C'était littéralement vrai dans le cas de Kate lors du défilé printemps/été 1993 ; » a-t-elle pleuré après son tour sur le podium des Filibustiers parce qu'elle n'avait reçu qu'un seul regard alors qu'Helena Christensen en avait eu deux, et pensait qu'elle ne faisait pas un assez bon travail. Elle n'avait pas besoin de s'inquiéter. L'adolescent n'était qu'à quelques mois decela ferait d'elle le visage du « nouvel esprit de la mode », comme le magazine l'a surnommé. Corinne Day, qui avait déjà photographié Kate pourLe visage, l'a proposée pour un portfolio destiné à résumer l'esprit du style londonien. "Elle n'était qu'une gamine arrogante de Croydon", a réfléchi Day plus tard. "Elle n'était pas comme un mannequin... mais je savais qu'elle allait devenir célèbre."

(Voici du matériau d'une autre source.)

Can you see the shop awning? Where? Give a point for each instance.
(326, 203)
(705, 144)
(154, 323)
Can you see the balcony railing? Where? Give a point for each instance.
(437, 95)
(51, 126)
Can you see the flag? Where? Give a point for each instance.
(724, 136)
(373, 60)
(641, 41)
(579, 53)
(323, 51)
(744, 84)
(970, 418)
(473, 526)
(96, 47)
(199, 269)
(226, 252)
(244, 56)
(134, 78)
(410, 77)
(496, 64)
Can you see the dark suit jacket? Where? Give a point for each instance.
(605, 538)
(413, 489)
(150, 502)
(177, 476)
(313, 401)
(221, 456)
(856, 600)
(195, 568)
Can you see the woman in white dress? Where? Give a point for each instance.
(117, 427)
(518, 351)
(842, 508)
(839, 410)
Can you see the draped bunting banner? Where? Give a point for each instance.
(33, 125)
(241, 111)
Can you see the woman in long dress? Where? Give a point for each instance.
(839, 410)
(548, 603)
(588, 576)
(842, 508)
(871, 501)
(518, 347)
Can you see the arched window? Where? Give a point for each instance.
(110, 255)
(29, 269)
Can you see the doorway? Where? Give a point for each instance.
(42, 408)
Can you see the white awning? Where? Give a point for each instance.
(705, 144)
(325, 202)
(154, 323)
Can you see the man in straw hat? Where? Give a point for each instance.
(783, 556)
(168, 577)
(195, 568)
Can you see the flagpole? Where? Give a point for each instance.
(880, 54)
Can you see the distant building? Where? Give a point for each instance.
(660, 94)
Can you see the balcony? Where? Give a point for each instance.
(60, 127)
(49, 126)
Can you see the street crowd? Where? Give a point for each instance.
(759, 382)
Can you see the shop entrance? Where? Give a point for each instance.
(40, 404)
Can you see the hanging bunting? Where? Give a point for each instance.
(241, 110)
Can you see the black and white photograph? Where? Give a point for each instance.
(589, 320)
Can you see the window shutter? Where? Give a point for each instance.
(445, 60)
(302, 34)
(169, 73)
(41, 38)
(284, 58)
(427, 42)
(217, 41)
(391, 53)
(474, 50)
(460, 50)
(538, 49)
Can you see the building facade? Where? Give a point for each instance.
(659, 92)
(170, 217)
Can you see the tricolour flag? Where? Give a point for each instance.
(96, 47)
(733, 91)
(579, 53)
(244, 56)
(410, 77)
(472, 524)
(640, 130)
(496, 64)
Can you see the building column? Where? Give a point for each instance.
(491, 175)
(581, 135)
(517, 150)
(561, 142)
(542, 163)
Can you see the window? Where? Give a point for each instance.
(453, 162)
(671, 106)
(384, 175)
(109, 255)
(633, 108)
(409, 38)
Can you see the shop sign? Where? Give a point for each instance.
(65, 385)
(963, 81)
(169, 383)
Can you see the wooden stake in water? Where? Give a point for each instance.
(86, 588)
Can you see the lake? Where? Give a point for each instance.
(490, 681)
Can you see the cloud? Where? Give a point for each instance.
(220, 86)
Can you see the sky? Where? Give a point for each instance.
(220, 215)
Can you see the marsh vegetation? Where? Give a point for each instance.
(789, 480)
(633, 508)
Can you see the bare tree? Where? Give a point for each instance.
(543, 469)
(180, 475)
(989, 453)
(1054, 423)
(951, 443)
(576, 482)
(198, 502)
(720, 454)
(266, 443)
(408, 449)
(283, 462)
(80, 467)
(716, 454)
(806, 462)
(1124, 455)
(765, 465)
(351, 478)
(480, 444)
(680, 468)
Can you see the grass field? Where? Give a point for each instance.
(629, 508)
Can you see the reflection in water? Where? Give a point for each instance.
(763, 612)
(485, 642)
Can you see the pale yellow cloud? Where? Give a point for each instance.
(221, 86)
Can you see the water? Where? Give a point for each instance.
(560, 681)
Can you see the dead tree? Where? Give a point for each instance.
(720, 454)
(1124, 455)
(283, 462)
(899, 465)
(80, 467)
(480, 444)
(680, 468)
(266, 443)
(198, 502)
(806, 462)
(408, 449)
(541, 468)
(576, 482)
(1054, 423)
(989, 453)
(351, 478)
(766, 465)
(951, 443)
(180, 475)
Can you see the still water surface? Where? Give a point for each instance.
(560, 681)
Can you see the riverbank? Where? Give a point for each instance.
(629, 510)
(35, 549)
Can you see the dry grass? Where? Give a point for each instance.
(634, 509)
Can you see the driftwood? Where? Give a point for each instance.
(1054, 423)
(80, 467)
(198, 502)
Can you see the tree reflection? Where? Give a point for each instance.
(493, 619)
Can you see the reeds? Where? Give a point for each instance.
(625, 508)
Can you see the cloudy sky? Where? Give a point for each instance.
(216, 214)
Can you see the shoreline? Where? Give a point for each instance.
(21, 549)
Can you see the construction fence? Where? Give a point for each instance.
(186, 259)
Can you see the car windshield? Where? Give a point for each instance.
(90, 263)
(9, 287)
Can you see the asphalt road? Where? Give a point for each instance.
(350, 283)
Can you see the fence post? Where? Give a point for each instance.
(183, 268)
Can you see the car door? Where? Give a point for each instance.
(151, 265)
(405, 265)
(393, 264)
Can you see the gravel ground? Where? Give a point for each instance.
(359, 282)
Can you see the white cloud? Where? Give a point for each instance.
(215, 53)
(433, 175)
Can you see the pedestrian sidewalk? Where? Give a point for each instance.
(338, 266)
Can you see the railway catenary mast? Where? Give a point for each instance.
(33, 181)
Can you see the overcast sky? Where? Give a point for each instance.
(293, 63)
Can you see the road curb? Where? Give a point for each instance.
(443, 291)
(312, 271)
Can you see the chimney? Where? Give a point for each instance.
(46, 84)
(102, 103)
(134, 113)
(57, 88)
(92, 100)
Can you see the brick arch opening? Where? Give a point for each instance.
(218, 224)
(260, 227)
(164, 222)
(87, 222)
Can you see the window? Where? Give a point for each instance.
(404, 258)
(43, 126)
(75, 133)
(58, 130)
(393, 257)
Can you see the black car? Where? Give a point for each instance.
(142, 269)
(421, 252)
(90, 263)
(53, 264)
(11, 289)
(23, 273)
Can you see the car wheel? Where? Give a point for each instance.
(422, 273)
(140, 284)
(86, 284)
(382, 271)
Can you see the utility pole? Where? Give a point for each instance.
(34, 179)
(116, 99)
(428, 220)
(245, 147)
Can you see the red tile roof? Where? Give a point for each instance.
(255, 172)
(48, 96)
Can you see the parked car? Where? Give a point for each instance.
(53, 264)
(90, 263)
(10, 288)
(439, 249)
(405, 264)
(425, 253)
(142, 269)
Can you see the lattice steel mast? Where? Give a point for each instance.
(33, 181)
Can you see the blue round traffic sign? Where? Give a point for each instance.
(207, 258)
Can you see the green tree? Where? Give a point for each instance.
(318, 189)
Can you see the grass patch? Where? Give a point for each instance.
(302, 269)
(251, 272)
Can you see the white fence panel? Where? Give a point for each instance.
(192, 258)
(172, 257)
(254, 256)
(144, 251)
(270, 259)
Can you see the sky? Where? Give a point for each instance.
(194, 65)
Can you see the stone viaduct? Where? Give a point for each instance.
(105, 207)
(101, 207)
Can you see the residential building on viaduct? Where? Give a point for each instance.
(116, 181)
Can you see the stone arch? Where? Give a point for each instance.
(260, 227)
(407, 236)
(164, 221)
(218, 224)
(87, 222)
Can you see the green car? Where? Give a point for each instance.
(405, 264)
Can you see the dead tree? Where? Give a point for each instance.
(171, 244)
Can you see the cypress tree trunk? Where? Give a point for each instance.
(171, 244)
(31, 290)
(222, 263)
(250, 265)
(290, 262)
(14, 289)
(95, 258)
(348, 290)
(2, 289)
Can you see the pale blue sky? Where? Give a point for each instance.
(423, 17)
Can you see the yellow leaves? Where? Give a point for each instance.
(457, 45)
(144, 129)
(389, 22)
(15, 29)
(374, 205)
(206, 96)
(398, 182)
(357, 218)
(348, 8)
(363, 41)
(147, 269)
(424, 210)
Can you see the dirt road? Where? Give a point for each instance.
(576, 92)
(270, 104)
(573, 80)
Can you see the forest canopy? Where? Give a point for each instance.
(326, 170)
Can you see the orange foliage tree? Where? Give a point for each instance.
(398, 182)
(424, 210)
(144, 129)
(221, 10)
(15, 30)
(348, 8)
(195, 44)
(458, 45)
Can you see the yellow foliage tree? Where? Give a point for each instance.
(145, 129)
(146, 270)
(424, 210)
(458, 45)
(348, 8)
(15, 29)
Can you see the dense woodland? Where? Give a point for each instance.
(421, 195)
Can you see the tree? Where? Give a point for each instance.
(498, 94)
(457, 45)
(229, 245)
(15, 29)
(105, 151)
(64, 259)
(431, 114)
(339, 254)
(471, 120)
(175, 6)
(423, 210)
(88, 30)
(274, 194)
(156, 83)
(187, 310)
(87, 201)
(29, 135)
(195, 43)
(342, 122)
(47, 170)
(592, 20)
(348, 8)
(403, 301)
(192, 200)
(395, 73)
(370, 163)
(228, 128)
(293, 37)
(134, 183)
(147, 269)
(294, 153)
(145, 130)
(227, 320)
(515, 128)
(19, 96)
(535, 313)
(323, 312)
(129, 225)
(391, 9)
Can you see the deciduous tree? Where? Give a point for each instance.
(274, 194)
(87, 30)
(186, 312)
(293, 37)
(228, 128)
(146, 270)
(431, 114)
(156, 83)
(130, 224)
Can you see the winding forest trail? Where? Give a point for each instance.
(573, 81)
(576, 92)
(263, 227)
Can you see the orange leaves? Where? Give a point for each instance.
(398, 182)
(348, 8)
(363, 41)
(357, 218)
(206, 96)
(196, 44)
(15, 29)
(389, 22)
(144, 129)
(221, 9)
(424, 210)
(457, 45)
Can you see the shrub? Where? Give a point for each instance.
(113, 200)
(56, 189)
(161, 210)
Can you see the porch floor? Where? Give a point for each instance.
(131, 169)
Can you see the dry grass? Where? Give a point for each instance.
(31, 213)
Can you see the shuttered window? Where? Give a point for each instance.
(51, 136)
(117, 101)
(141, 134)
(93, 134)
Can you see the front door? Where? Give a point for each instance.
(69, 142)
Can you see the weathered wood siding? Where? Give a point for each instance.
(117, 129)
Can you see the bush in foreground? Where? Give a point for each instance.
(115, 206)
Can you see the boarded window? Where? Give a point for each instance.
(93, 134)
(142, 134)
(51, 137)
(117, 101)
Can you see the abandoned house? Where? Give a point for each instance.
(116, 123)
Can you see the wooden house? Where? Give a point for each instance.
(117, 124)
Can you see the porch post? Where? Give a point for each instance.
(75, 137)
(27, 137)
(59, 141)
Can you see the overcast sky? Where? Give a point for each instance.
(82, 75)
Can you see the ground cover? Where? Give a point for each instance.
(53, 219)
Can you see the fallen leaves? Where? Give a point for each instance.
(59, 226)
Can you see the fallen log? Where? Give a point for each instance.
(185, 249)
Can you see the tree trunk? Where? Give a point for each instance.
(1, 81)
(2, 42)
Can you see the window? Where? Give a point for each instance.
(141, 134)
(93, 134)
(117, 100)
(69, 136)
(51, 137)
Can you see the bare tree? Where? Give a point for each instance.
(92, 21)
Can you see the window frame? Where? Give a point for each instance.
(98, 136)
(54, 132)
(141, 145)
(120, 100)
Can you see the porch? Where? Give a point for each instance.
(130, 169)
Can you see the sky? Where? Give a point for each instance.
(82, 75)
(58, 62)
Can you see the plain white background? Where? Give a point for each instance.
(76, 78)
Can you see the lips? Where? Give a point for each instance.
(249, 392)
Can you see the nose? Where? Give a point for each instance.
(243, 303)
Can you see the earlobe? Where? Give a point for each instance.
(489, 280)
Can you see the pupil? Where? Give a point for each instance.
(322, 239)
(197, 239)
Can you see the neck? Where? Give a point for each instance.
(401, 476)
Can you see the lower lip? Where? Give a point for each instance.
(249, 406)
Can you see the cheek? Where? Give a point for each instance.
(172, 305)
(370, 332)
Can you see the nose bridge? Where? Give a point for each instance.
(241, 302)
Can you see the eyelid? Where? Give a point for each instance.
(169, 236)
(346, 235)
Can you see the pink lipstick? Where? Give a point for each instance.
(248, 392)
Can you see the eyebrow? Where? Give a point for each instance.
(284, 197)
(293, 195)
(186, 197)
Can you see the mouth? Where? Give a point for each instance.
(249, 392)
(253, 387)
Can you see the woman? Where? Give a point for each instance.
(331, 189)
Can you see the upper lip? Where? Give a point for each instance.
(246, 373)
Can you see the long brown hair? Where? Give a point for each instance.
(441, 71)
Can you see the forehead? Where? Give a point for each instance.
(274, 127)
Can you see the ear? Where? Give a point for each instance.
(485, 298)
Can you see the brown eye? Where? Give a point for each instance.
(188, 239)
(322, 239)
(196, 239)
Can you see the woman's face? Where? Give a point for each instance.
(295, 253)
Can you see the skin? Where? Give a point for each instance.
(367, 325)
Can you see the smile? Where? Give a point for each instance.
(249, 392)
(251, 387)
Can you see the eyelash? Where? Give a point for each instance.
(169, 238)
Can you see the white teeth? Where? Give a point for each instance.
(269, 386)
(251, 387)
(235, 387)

Galliano, lui aussi, a été convaincu du génie de Moss dès le moment où il l'a rencontrée lors d'une visite en 1989 dans son studio de New King's Road. "J'ai envie de pleurer quand je vois Mme Moss dans le personnage", a-t-il écrit des décennies plus tard dans un journal britannique.Voguedans le numéro de décembre 2013 de Kate, pour lequel il a stylisé Kate dans un éditorial inspiré des Ballets Russes. « Elle comprend le pouvoir de la mode, le langage et la magie qu'elle exprime, et comment transmettre cela en images. Cela semble facile, mais croyez-moi, ce n’est pas le cas.